Diese große Gemeinschaft wird also wieder an den Rand
gedrängt. Auch das ist eine schlechte Nachricht. Alle
Worte Olmerts über Gleichheit der Bürger waren leere
Phrasen – sie können dies nicht verdecken.
WAS
WIRD also in der Agenda der Olmert-Regierung obenan
stehen? Die plausibelste Antwort scheint recht
prosaisch zu sein: ihre reine Existenz. Sie ist sich in
dem brennenden Wunsche einig, die Amtsperiode von vier
ein halb Jahren zu überleben. (Das halbe Jahr ist ein
Rest der vorangegangenen Regierungsperiode.)
Dies
wurde am lebhaftesten durch die Kussorgie in der
Knesset ausgedrückt, als die neuen Minister vereidigt
wurden. Solch ein Ausbruch kindischer Freude ist eher
für Lotteriegewinner als für Minister typisch, die dazu
aufgerufen sind, sich mit schicksalsschweren Problemen
zu befassen.
Die
1. Knessetsvorsitzende, Dalia Itzig, die erste Frau, die
diesen Posten besetzt, wurde wie eine Mesusa von allen
Ministern geküsst (außer von den Orthodoxen). Danach
küssten die neuen Minister sich gegenseitig, alle
Knessetmitglieder, denen sie begegneten, umarmten sie
herzlich und schlugen ihnen auf den Rücken. Wenn wir
annehmen, dass jeder Minister durchschnittlich ein
Dutzend Personen geküsst hat, dann waren es etwa 300
Küsse.
Man
kann sich eine solche Szene nur schwer in einem anderen
Parlament vorstellen, geschweige denn in der ersten
Knesset. David Ben-Gurion war kein großer Küsser.
DIE
FLAGGE, die vom Mast weht, ist natürlich die der
Konvergenz („Zusammenziehen“) Das war und ist Olmerts
Wahlspruch. Aber man sollte seinen Atem nicht bis zur
Erfüllung anhalten.
Olmert kündigte selbst an, dass vor der Realisierung
viel Zeit dem Dialog gewidmet sei. Ein Dialog mit wem?

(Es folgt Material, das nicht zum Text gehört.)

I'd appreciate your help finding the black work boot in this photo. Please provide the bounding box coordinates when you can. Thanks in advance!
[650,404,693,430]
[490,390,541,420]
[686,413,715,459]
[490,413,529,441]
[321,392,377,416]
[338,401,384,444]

Nun, mit den Siedlern. Und mit den Vereinigten Staaten.
Und mit der „Internationalen Gemeinschaft“.
Fehlt jemand auf dieser Liste? Nur die Palästinenser.
Mit ihnen ist es nicht möglich ( oder notwendig) zu
reden – bis sie das Existenzrecht Israels als einen
jüdischen Staat anerkennen, alle Verträge der
Vergangenheit akzeptieren, mit der Gewalt aufhören und
die Waffen der Organisationen konfiszieren. Kurz gesagt:
sich bedingungslos ergeben. Und vielleicht noch
Mitglied der zionistischen Organisation werden. Olmert
ist geduldig. Er ist bereit, zwei Jahre zu warten.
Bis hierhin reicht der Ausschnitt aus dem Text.